PennEast denies it, says they were on a utility easement at the time, and they have their own video from the same incident that they claim shows they’re not trespassing.
I helped out with research into Sonya’s deed to look at any potential utility easements, and based on what she describes, on the video, and looking at the utility easements, it sure looks to me like PennEast doesn’t have a leg to stand on. This wasn’t discussed in too much detail in court, but I think this may be HALT’s strongest trespass incident yet. And the fact that it also happened after the case has began will be important. This is going to be something to watch closely.
The other matter before the judge was a possible injunction against PennEast if HALT prevails, and what the “remedy” for that would be. The remedy is basically what HALT would get if they win. HALT has been arguing that they are entitled to all of the data PennEast illegally obtained about the property, so we can get it back, and so we can also tell FERC they can’t use any of it. And this may go beyond just surveying. PennEast has admitted in multiple venues in writing that they have “notes” on people’s individual properties. The judge seemed to perk up on hearing that. HALT believes we should have access to those notes since they pertain to our private land.

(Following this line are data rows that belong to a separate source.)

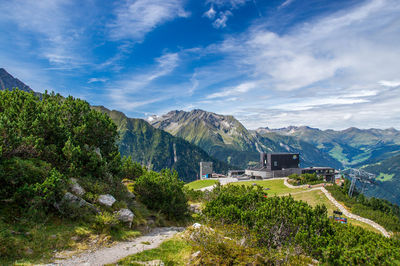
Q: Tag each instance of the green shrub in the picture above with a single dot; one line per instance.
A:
(282, 222)
(163, 192)
(381, 211)
(130, 169)
(104, 222)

It’s unclear where this point will go. Traditionally, trespass suits are solved with damages to the plaintiff. Someone pays some kind of money or restitution for the act. In the case, HALT isn’t asking for money. We’re asking for something closer to a repayment in kind – we want our data back. The judge indicated that she’s not sure if the law allows this, and wanted citations to try to get her there. We’ll have to watch this closely.
Sizing up the two sides
I am obviously quite biased here, but I think the two sides are pretty easy to characterize. Steve Richardson, the attorney for HALT, came across as clear, concise, and forceful in the day’s hearing. He made an excellent case and ensured he was sticking to facts. There are a few rough edges to the case and it’s not 100% a slam dunk, so we’ll have to see how it plays out with the judge. Such is the nature of law.
The choice of PennEast’s lawyer, and his approach, are somewhat perplexing. Their attorney normally does white collar criminal law and doesn’t cover something like a trespass suit. It’s not clear why he picked him. He seems to not really know civil law very well, and seems to be pandering to a jury which isn’t there – this is a judge only hearing. He goes on long, rambling journeys through anecdotes and theories that seem to have little do with the case at hand. Like PennEast themselves, he works a lot by making assertions, but not backing them up with any relevant data. The judge gave him a lot of leeway, but even so at one point she had to sharply tell him to sit down when he was about to go off on a yet another long journey into who knows where.
The judge should rule on the motion to dismiss within 1-2 weeks. It could be in writing or involve a phone conference, but probably won’t be another hearing. In my inexpert opinion HALT will win this portion easily. PennEast made a poor case to dismiss.
The injunction is another matter, and we’ll have to see where the judge goes with it. I think HALT’s case is strong, but it lays with the judge’s interpretation of the papers that are filed, the arguments made, and the law. I think we’ll particularly have to see how the Zuccarelli trespass incident comes to light.